Investment Case Update: May 12, 2025
Market Capitalization: $6.7B
Enterprise Value: $8.4B
Price: $118.85 (5/12/25)
What the Company Does
CROX makes and sells Crocs and HEYDUDE shoes in over 85 countries. With over $4B in sales and 127 million pairs sold in 2024, Crocs is among the globe’s top ten non-athletic footwear brands. Approximately 2/3rds of sales are in North America, with wholesale and direct-to-consumer channels each comprising about half of sales.
Why We Own It
With two big brands in a large addressable market (~$160B in casual footwear globally), CROX is a high-quality staple business trading closer to the valuation of a leveraged cyclical business. Since its launch as a public company in 2006, its products have been deemed a “fad” though have proven to be anything but, as shares have risen more than tenfold from $10 at IPO, while sales have grown at a ~25% compound annual growth rate since 2018. Despite its high profitability with best-in-class operating margins (~25%) and returns on equity exceeding 57% in each of the past five years, the stock still gets no respect, trading at a single-digit multiple on earnings, free cash flow and operating profits. Not only do we believe intrinsic value is materially higher today than the current price, we also believe that management will continue to innovate and find value-accretive ways to grow the business, just as CROX has done for the past two decades. The equity market’s primary investor concern today is that CROX overpaid for HEYDUDE, though debt markets do not seem to share that view. Management has been transparent about eliminating non-strategic wholesale accounts for HEYDUDE, which has put a damper on the brand’s recent growth trajectory, and revamped brand leadership is making strategic investments to grow brand awareness, especially within the virtually untapped female demographic, instilling confidence that HEYDUDE will stabilize and eventually build upon peak sales of nearly $1B (+20% from FY24 sales).

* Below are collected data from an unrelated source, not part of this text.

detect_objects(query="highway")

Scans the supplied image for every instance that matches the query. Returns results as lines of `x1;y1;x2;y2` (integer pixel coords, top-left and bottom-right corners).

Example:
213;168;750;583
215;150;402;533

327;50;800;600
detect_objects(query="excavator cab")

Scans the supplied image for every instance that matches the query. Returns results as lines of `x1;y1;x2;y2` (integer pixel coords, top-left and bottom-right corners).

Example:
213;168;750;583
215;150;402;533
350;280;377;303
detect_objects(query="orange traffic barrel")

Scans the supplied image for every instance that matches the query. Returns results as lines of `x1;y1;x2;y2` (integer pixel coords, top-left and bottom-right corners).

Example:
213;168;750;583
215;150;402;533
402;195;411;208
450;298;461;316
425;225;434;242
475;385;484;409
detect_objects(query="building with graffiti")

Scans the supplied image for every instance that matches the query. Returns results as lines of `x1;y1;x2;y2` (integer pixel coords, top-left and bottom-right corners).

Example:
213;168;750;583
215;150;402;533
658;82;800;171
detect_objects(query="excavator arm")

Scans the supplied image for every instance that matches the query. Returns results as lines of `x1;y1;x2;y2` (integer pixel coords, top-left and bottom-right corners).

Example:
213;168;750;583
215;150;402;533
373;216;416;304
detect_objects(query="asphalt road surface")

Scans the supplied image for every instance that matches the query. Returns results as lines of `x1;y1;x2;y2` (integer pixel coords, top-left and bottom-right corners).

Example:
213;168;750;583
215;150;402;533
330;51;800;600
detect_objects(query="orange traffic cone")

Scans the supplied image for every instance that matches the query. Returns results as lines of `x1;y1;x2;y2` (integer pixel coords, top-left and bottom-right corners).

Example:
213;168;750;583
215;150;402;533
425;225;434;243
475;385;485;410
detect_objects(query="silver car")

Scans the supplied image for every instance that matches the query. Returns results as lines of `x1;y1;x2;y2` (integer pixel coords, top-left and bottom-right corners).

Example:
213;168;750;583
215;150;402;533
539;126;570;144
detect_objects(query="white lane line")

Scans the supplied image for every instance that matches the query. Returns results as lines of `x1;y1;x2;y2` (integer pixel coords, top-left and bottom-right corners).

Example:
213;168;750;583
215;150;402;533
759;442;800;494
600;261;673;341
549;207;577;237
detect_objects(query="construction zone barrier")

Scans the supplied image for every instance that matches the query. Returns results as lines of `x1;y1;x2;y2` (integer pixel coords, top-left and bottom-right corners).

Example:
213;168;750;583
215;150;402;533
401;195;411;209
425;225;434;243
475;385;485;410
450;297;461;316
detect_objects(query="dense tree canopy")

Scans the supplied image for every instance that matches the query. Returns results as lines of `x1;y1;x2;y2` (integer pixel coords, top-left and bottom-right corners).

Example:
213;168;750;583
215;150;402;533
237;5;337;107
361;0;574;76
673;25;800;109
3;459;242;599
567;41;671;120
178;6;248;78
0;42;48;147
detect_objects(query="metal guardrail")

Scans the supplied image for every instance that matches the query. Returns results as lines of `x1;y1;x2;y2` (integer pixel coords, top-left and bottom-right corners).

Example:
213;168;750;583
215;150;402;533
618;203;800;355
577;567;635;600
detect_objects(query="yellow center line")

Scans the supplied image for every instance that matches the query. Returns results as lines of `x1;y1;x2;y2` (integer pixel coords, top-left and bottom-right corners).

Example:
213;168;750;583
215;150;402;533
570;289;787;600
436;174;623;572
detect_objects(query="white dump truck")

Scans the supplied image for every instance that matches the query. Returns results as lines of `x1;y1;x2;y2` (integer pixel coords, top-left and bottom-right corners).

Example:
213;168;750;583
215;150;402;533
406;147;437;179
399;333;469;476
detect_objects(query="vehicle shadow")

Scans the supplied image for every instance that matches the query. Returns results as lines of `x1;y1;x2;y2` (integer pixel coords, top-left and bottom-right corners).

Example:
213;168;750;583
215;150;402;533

How Management Allocates Capital
Management has three priorities – 1) Grow the brands, 2) Repay debt, 3) Repurchase shares. Net leverage is within management’s target range of 1.0x – 1.5x EBITDA, leaving ample room to deploy cash flows toward growth and share repurchase, which we believe is an especially attractive use of funds at the current valuation. Management seems to share that sentiment, as CROX bought back $551MM worth of shares in 2024 and then boosted its buyback authorization by another $1B, bringing total current authorization to $1.3B (~21% of market cap).